You realize this claim can be made about you too, right? You might believe you process information correctly, but that's a very strong claim, without much supporting it.
> Please don't use "realistically" to privilege your own opinion beyond its merit. My opinion is just as reality-based as yours.
Just to make a note about this separately.
I will privilege my opinion in discussions, because I generally tend to give concepts a lot more thought than the average person. It is also my prerogative to defend what I believe in and I try to do that with evidence and astute observation.
To ask someone not to do this is absolutely ridiculous.

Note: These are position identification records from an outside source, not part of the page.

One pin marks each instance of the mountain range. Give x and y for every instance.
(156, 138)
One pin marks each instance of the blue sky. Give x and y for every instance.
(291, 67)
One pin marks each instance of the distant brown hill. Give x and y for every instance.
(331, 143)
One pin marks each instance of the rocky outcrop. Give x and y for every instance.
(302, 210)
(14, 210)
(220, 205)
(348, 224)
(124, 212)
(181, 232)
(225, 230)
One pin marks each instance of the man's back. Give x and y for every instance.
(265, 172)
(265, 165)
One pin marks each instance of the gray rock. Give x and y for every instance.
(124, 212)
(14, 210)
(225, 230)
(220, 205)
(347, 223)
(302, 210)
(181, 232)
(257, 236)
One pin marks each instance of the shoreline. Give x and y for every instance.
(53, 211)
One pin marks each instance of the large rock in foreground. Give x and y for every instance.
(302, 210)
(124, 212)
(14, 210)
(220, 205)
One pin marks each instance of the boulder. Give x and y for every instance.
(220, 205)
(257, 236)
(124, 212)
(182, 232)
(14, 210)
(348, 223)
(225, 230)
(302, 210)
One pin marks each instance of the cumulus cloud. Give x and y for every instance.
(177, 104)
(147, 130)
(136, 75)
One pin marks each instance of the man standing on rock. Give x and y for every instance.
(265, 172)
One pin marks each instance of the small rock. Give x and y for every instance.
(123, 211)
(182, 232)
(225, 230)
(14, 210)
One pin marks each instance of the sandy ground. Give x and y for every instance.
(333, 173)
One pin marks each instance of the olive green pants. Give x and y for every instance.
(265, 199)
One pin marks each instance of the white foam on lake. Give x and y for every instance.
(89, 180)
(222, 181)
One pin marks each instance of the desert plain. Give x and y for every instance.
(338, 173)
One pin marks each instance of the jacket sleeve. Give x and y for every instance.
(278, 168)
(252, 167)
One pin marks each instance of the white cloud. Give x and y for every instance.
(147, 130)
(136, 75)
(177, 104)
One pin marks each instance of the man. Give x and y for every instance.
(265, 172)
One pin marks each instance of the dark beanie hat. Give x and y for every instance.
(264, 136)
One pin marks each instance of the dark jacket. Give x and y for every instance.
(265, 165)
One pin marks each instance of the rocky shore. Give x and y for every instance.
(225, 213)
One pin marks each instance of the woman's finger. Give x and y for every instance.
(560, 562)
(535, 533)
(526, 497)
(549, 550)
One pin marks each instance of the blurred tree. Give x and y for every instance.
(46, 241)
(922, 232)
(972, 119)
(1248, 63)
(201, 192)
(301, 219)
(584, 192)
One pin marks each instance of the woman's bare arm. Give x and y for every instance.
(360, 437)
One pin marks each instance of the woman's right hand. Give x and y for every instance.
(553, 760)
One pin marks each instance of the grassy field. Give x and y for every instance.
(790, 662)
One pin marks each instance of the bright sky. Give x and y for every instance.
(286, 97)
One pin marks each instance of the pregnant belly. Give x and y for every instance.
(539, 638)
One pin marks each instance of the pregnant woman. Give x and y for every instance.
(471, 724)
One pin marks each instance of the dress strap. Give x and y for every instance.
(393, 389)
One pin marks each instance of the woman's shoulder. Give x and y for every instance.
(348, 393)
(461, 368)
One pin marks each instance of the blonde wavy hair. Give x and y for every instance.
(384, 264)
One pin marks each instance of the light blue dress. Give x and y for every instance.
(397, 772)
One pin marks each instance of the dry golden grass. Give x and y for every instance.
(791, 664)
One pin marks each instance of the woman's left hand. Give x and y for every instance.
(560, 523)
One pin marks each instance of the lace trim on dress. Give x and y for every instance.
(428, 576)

There are downsides to technocracy, like doctor groups or AI companies pursuing their self interests a little too much.
And at the federal level, many of the older congressional members are not as uninformed as you might think. They have a big information machine around them.
...But, in general, yeah. Its absurd how uninformed the debates can get these days.
We justifiably get annoyed when uninformed lawmakers make sweeping laws without understanding the technical issues involved. It's frankly bizarre to have some 80 year old fossil who can barely understand using a cell phone be involved in something like deciding net neutrality or AI regulations.
We should be equally annoyed at the current trend of throwing medical issues into the public sphere. There's no reason whatsoever why random people like my mom whose education is in textile design and mostly watches cat videos all day should participate in the public drama of who should get what medical treatment when. We have professionals who specialize in medicine for a reason.